Konflik Gajah dengan Manusia di Riau Meningkat Dua Kali Lipat
Konflik gajah Sumatera (elephas maximus sumatranus) liar di Provinsi Riau dengan manusia menunjukkan kenaikan dua kali lipat pada tahun ini.
“Dari data saat ini dalam periode yang sama antara Januari sampai akhir Juni 2018 dibanding 2019 menunjukkan adanya peningkatan yang cukup tinggi,” kata Kepala Balai Besar Konservasi Sumber Daya Alam (BBKSDA) Provinsi Riau, Suharyono, di Pekanbaru, Sabtu.
Dari data BBKSDA Riau, selama periode Januari-Juni 2018 tercatat ada 16 kasus konflik gajah liar dengan manusia di sejumlah daerah di Riau. Kasus paling tinggi terjadi pada bulan Maret, ada enam kasus yang terjadi di Kabupaten Pelalawan dua kasus, Kampar tiga kasus dan Bengkalis satu kasus.

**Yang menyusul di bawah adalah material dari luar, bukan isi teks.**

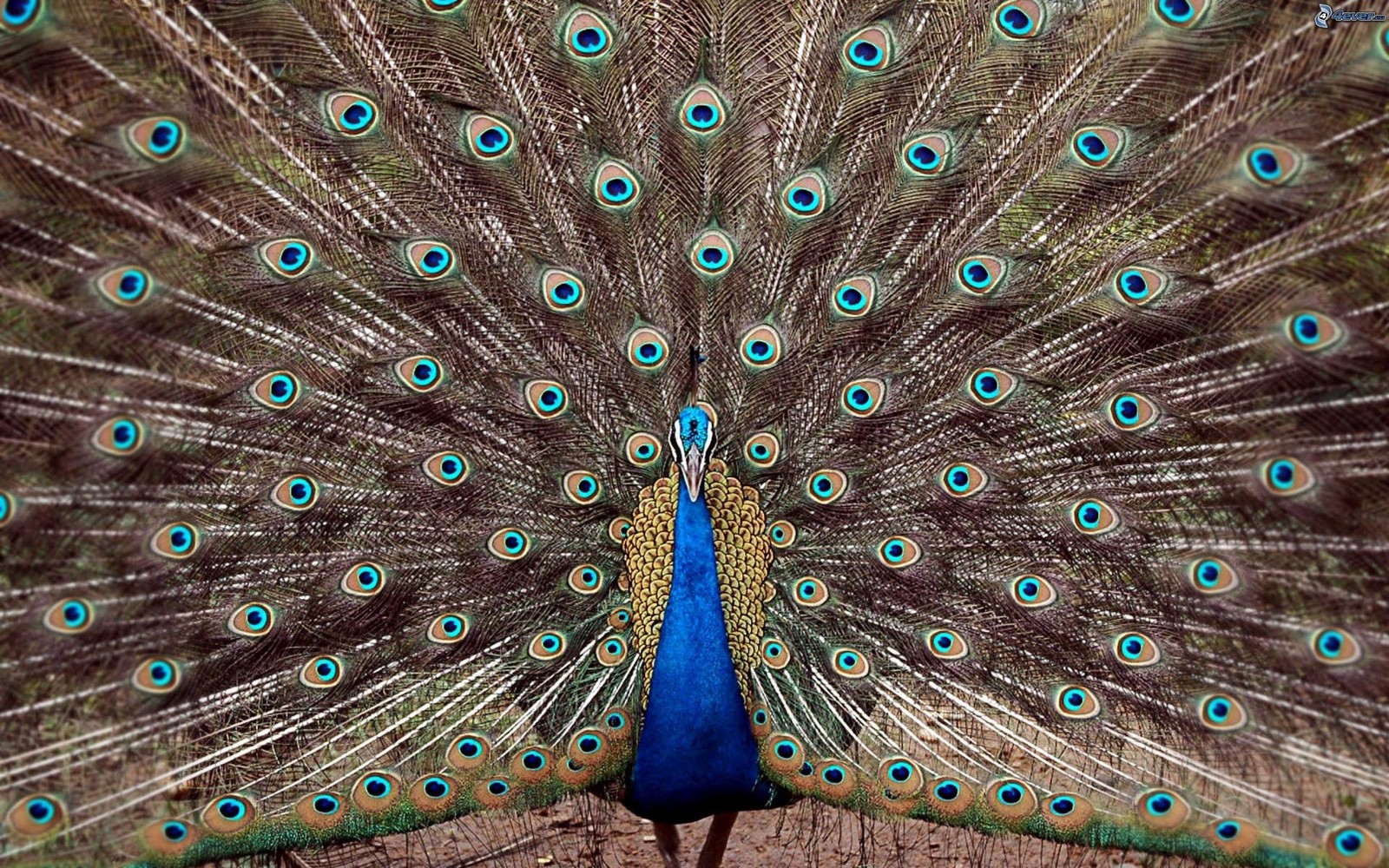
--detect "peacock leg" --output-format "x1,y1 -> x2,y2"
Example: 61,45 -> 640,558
655,818 -> 681,868
696,811 -> 738,868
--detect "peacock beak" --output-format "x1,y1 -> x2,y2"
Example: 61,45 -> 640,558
681,446 -> 704,503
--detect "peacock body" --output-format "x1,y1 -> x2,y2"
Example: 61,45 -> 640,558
0,0 -> 1389,868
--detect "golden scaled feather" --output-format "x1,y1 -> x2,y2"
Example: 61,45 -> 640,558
0,0 -> 1389,868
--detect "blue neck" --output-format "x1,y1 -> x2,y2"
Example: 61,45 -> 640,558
625,479 -> 769,822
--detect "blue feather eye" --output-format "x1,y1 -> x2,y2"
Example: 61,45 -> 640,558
926,630 -> 970,660
405,240 -> 457,280
392,354 -> 443,394
528,630 -> 568,660
875,536 -> 921,569
269,474 -> 319,512
227,602 -> 275,639
1071,127 -> 1123,169
419,449 -> 472,488
839,377 -> 887,419
940,461 -> 989,497
1009,574 -> 1057,608
324,90 -> 378,136
203,796 -> 255,835
593,160 -> 642,211
627,326 -> 671,372
593,636 -> 627,667
525,379 -> 569,419
1106,391 -> 1157,431
299,654 -> 343,690
1056,685 -> 1100,720
743,431 -> 780,468
622,431 -> 662,467
0,0 -> 43,33
260,238 -> 314,279
339,561 -> 386,597
829,648 -> 868,678
568,564 -> 602,595
1114,266 -> 1169,307
679,85 -> 724,136
1071,500 -> 1120,536
488,528 -> 530,561
250,371 -> 300,410
463,113 -> 516,160
690,229 -> 734,278
782,171 -> 829,220
1245,143 -> 1301,187
767,518 -> 796,549
540,268 -> 588,314
130,657 -> 183,694
93,266 -> 155,307
560,470 -> 602,505
150,521 -> 203,561
956,253 -> 1007,296
92,415 -> 144,457
842,23 -> 892,72
901,132 -> 950,178
739,325 -> 782,370
1283,311 -> 1346,352
5,793 -> 68,838
1322,822 -> 1385,868
984,778 -> 1037,819
127,115 -> 185,162
1113,634 -> 1162,667
831,275 -> 878,319
43,597 -> 95,636
1197,693 -> 1248,732
425,613 -> 470,644
965,368 -> 1018,407
1307,627 -> 1364,667
1153,0 -> 1210,30
352,771 -> 401,814
993,0 -> 1044,39
564,9 -> 613,60
806,467 -> 849,504
1259,456 -> 1317,497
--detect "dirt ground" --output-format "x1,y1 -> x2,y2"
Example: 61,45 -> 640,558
278,799 -> 1195,868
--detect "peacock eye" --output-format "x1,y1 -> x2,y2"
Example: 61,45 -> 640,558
1071,127 -> 1123,169
993,0 -> 1044,39
940,461 -> 989,498
250,371 -> 300,410
842,23 -> 892,72
690,229 -> 734,278
260,238 -> 314,279
130,657 -> 183,694
95,266 -> 155,307
956,253 -> 1007,296
127,116 -> 186,162
299,654 -> 343,690
901,132 -> 950,178
0,0 -> 43,33
1245,143 -> 1301,187
564,10 -> 613,60
679,85 -> 724,136
324,92 -> 378,136
425,613 -> 470,644
339,561 -> 386,597
782,171 -> 828,220
627,326 -> 669,372
593,160 -> 642,210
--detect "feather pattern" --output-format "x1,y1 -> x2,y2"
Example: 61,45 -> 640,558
0,0 -> 1389,868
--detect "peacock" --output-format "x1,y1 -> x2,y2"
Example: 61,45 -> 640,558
0,0 -> 1389,868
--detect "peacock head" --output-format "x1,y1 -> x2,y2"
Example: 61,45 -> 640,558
671,407 -> 714,500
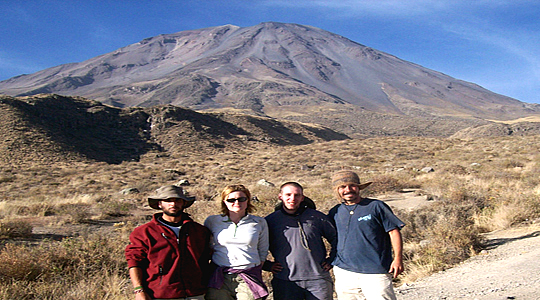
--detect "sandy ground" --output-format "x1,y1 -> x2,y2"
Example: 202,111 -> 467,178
396,225 -> 540,300
379,191 -> 540,300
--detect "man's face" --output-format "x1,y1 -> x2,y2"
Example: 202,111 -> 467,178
337,184 -> 360,203
159,198 -> 184,217
279,185 -> 304,213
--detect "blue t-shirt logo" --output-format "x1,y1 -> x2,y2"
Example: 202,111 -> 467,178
358,214 -> 371,222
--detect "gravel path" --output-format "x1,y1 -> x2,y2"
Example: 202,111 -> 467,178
396,225 -> 540,300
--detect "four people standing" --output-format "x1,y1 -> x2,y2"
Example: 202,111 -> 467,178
126,171 -> 404,300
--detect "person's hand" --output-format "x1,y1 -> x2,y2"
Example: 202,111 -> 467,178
388,259 -> 403,278
321,262 -> 333,272
270,262 -> 283,274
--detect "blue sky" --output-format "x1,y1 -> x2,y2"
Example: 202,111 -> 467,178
0,0 -> 540,103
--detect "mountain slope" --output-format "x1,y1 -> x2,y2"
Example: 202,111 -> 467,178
0,94 -> 348,163
0,22 -> 540,133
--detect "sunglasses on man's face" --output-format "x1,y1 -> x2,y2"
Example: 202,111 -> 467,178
225,197 -> 247,203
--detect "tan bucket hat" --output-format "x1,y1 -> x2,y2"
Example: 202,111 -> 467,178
332,170 -> 373,190
148,185 -> 195,209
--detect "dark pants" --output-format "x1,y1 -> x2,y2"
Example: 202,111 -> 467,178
272,276 -> 334,300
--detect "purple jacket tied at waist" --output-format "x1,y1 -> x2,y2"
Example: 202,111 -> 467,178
208,264 -> 268,299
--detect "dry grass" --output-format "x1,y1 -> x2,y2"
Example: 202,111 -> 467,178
0,136 -> 540,299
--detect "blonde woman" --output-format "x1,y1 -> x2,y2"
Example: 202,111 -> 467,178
204,185 -> 269,300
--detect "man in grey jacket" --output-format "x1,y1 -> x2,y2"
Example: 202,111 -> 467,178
264,182 -> 337,300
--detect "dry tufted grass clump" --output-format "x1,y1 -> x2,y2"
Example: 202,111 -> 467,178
0,136 -> 540,300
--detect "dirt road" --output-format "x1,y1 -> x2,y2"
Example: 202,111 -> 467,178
396,225 -> 540,300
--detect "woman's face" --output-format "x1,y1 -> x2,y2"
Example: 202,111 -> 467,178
224,192 -> 249,214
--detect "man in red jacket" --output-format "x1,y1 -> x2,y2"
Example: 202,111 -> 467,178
126,185 -> 211,300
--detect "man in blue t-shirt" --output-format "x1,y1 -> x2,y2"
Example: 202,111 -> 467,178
328,170 -> 405,300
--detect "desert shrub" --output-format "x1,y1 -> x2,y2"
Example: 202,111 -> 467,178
0,234 -> 131,300
366,175 -> 419,195
399,201 -> 482,281
0,244 -> 48,283
0,176 -> 15,183
97,199 -> 137,217
55,203 -> 92,223
0,219 -> 32,239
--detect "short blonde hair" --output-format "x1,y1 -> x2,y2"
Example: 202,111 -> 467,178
221,184 -> 255,216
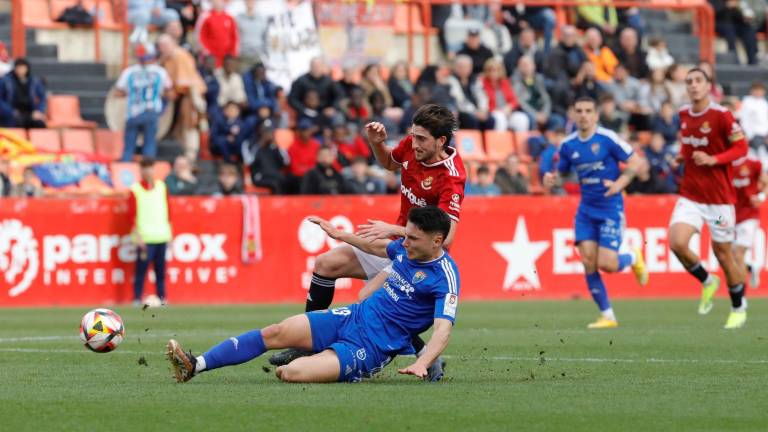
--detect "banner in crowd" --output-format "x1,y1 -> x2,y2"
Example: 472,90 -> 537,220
0,196 -> 768,306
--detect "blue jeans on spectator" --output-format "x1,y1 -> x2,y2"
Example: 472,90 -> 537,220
120,111 -> 160,162
133,243 -> 168,301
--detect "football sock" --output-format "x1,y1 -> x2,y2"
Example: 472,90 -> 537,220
586,272 -> 611,312
686,262 -> 712,284
617,252 -> 635,271
304,273 -> 336,312
202,330 -> 267,370
728,283 -> 746,310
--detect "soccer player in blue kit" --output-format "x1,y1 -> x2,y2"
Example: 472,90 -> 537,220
166,206 -> 459,383
544,97 -> 648,329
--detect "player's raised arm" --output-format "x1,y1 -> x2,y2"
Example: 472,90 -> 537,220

Sementara itu, pada Januari-Juni 2019 jumlah konflik gajah meningkat karena sudah tercatat ada 30 kasus. Kasus banyak terjadi pada bulan Juni ada sebanyak 10 kasus, yang terjadi di Bengkalis dua kasus dan Kampar dan Kota Pekanbaru masing-masing empat kasus.

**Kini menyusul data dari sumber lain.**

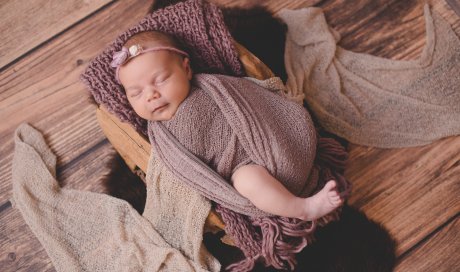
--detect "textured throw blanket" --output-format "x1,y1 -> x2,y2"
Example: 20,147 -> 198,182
148,74 -> 350,271
278,4 -> 460,148
10,123 -> 220,272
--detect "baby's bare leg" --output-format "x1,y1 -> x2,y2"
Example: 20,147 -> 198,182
231,164 -> 343,220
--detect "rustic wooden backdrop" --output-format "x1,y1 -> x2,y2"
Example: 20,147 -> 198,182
0,0 -> 460,271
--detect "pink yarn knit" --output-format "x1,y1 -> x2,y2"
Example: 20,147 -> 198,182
81,0 -> 350,271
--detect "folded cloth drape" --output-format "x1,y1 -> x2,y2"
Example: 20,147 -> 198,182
10,123 -> 220,272
277,4 -> 460,148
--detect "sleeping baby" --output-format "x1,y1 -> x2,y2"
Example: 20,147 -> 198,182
112,31 -> 344,221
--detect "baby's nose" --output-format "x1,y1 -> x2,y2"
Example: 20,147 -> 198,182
146,88 -> 160,101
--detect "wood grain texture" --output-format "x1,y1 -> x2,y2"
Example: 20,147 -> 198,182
0,1 -> 154,203
346,136 -> 460,255
0,0 -> 111,68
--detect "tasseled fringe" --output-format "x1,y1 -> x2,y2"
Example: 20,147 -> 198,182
216,137 -> 351,272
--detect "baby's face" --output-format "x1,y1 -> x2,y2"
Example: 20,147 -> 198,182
119,50 -> 192,121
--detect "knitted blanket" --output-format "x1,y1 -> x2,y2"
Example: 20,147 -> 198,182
148,74 -> 350,271
278,4 -> 460,148
10,123 -> 220,272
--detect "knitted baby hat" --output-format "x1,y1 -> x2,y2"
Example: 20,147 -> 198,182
80,0 -> 244,136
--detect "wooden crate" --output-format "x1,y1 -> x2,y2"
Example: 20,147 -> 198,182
96,41 -> 274,238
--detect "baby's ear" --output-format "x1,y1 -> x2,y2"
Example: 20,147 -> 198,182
182,57 -> 193,80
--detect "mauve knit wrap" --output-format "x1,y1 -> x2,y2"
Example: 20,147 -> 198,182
81,0 -> 244,136
148,74 -> 350,271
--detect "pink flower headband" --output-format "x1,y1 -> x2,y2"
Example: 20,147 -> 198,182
110,44 -> 189,83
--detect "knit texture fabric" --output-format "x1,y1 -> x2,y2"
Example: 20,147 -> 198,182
277,4 -> 460,148
148,74 -> 317,217
10,123 -> 220,272
81,0 -> 244,136
148,74 -> 351,271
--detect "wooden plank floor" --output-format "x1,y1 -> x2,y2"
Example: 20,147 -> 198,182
0,0 -> 460,271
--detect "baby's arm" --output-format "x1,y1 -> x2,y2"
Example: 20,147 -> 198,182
231,164 -> 343,220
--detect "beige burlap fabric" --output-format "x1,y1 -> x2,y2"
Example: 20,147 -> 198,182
11,123 -> 220,272
278,4 -> 460,148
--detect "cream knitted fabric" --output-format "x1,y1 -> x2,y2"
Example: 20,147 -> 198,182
278,4 -> 460,148
148,74 -> 317,217
11,124 -> 220,272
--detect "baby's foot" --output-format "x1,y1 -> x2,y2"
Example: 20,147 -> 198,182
299,180 -> 343,221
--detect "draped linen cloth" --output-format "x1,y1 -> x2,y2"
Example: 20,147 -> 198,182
10,123 -> 221,272
277,4 -> 460,148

Sejak awal tahun ini konflik gajah tergolong tinggi, mulai dari Januari ada empat kasus meningkat jadi lima kasus pada Februari. Bulan Maret mereda jadi hanya satu kasus, dan meningkat lagi pada April dan Mei masing-masing ada empat dan enam kasus.
Kasus yang kini sedang ditangani adalah kawanan 11 ekor gajah sumatera yang bergerak di dekat permukiman dan kebun milik warga di Desa Karya Indah, Kecamatan Tapung, Kabupaten Kampar, Riau.

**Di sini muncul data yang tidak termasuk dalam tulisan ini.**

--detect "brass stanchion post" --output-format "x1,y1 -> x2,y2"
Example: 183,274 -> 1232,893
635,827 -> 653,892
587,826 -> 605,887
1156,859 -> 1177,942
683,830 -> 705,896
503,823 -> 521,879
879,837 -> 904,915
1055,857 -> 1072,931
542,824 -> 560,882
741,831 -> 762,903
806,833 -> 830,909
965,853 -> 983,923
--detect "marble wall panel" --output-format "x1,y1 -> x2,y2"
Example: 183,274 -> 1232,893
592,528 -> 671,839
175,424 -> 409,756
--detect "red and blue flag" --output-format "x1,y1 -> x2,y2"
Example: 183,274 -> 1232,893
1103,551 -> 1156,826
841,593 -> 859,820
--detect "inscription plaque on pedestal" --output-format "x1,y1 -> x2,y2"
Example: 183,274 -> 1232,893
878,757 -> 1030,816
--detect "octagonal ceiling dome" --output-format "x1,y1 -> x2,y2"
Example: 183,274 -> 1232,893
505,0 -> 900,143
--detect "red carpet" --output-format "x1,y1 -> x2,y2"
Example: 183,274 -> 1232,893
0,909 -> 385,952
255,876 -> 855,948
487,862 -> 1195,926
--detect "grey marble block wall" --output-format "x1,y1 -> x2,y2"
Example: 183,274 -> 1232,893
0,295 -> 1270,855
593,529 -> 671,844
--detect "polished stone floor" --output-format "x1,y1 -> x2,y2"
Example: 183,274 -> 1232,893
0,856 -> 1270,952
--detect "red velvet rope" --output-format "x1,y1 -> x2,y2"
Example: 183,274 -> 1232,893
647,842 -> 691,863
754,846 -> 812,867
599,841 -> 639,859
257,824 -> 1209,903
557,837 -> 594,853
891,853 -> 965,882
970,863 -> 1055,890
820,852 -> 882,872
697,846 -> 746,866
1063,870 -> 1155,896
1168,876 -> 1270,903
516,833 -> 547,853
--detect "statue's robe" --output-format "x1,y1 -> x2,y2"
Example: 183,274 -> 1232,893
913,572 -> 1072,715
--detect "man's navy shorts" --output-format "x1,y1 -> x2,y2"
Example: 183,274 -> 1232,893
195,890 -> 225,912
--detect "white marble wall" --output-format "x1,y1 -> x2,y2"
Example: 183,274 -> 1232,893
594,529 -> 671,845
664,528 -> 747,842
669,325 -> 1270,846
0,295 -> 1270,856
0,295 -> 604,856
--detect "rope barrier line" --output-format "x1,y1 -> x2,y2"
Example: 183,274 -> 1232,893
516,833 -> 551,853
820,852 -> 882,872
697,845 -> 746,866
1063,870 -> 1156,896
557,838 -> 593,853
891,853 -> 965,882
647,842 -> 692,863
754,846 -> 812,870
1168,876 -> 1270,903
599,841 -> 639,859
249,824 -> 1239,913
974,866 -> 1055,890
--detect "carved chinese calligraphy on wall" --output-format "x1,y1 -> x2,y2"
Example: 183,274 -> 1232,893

Humas Balai Besar Konservasi Sumber Daya Alam (BBKSDA) Riau, Dian Indriati menambahkan, pihaknya telah mengerahkan dua ekor gajah latih untuk menghalau kawanan gajah liar tersebut.
“Penggiringan satwa liar gajah yang berjumlah 11 ekor di dusun III Desa Karya Indah dilakukan dengan menggunakan gajah jinak dari Pusat Latihan Gajah Riau di Minas,” katanya.
Ia mengakui banyak kendala, khususnya dari masyarakat dalam proses penghalauan gajah liar agar kembali ke jalur lintasannya. Hal ini membuat konflik tidak bisa cepat diatasi.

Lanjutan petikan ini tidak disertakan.